Kerri Radcliffe warming to idea of US switch after Phoenix split
'Everything's great' says the horsewoman as she buys at Saratoga
Just a year ago, Kerri Radcliffe was making headlines while signing million-dollar tickets during shopping excursions on behalf of Phoenix Thoroughbreds.
But on Tuesday, she sat on the opposite side of Fasig-Tipton’s Humphrey S Finney pavilion from where her former Phoenix patron, Amer Abdulaziz, was camped, with each acquiring horses in a wholly different manner during the Saratoga selected yearling sale.
Radcliffe and Phoenix split earlier this year, with neither party publicly revealing the nature of their disagreement after together purchasing over $20 million in bloodstock.
But there’s no looking back for Radcliffe, who for a year was the face of Phoenix while based in Britain.
She’s looking strictly ahead as she gathers new clients and contemplates a possible move to the United States, where she says horses she selected for Phoenix - including Grade 1 winner Dream Tree and Belmont Stakes runner-up Gronkowski - have created a demand for her bloodstock selection services.
“Everything is great,” Radcliffe said of this new chapter in her life. “I have been contacted by some really, really good clients because, obviously, the results speak for themselves.
“I can’t wait to see Gronkowski run in the Travers Stakes [on August 25 at Saratoga],” she added. “Chad Brown [his trainer] has told me he’s training great.
"Dream Tree, I think, is coming back for the Prioress [Stakes on September 2 at Saratoga], and I love that the [Phoenix] two-year-olds are starting to run in Britain, which is brilliant. It has been fabulous, and I've had so much support from some fabulous people, especially in America. Genuine, lovely, people.”
After signing tickets for two yearlings for a total of $685,000 during the closing session of this year’s Saratoga sale - a year removed from buying six yearlings at the venue for $3.95m on behalf of Phoenix - Radcliffe said the Saratoga sale is her favourite auction worldwide due to the electric atmosphere.
Although she would not disclose the identify of those she is now buying for, she said her purchases of a $500,000 More Than Ready colt out of a Brazilian Graded-placed daughter of Kentucky Oaks winner Summerly and a Constitution filly for $185,000 acquired with bloodstock consultant Arthur Hoyeau will stay in the US.
“I actually think my business now is more important in America. And I’d probably say that within time I’ll base myself over here,” Radcliffe said.
Why? “The results in America,” she explained. “And I just have to say I love American people. The sales companies in America welcome you with open arms, whether you’re spending big money or not spending big money; everybody is very genuine.”
Radcliffe has helped American owner George Bolton with bloodstock in Australia and Europe, but she said she was not shopping for Bolton in Saratoga.
As to the More Than Ready colt, hip 154 consigned by Denali Stud as agent, Radcliffe said “He's a gorgeous colt.

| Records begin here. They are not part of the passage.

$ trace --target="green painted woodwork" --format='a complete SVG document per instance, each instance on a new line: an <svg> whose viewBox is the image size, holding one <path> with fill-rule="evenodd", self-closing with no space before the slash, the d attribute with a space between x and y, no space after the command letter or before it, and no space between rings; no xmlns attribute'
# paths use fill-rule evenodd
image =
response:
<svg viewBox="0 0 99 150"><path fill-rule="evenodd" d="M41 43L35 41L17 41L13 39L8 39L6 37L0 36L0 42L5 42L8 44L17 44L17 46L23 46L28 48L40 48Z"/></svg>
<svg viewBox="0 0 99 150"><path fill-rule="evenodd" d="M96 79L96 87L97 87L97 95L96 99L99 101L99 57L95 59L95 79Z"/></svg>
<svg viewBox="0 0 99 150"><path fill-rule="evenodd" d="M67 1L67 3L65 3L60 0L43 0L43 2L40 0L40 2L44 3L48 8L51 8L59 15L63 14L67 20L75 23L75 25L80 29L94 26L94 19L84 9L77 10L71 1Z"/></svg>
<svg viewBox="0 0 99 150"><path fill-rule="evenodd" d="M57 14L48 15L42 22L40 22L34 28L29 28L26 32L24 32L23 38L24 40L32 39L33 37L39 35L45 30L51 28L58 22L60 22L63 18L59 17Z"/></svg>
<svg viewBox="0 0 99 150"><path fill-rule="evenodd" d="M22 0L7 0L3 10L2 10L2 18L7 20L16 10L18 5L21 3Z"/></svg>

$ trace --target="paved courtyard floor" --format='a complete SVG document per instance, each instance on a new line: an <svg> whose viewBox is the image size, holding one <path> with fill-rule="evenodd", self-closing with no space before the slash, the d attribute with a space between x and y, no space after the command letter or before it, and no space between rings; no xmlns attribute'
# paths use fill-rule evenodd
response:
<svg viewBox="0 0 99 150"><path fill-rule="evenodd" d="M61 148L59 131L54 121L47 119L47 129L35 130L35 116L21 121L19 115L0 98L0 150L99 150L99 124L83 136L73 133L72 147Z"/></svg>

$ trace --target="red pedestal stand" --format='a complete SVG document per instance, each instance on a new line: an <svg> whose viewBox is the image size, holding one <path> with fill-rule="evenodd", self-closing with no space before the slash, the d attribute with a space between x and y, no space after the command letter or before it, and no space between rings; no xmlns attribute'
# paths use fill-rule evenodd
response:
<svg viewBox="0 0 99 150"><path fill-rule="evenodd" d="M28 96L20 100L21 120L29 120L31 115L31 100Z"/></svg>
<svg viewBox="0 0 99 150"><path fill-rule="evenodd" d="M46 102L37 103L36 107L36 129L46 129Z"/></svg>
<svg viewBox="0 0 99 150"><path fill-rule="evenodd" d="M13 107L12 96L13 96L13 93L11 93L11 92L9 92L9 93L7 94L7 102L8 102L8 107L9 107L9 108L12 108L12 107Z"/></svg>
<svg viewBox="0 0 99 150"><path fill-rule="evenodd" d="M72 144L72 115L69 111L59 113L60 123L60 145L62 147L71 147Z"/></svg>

Everyone knows I love More Than Ready and he’s a lovely, strong colt who looked like he had a great mind and the one thing I love - a great, big walk.”
The Constitution filly, Hip 168 from the Warrendale Sales consignment, is a half-sister to winner Diamondsandpearls, who Radcliffe purchased as a juvenile for Phoenix last year for $1.7m.

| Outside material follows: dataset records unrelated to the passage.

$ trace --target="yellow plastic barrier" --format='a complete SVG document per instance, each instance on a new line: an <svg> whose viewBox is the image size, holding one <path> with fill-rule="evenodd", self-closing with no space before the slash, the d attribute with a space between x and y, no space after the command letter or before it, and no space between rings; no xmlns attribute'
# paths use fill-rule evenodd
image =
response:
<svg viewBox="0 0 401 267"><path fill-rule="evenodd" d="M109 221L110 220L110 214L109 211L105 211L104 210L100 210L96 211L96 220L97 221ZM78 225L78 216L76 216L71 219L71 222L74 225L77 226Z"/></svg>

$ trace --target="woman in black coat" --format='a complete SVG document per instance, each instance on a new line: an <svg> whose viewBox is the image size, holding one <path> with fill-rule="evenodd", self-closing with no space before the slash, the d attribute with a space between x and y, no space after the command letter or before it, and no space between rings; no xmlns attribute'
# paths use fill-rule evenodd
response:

“Diamondsandpearls is back on the work list [at Del Mar, after being sidelined for about a year] and she is one who I hold very dear to my heart. I really loved her,” Radcliffe said.
Meanwhile, Phoenix is relying heavily on trainers’ advice. Abdulaziz was sitting with Steve Asmussen, the trainer of champions Gun Runner, Curlin and Rachel Alexandra, when Phoenix made the winning bid of $1.3m - the second highest price of the sale - for hip 204, a Medaglia D’Oro filly who is a half-sister to Preakness Stakes winner Exaggerator.
Asmussen described the filly as a “work of art. I don’t think you’re likely to find another one like her".
Phoenix’s other purchases included four yearlings who sold for $400,000 or more, topped by a $475,000 colt from the first crop of Carpe Diem.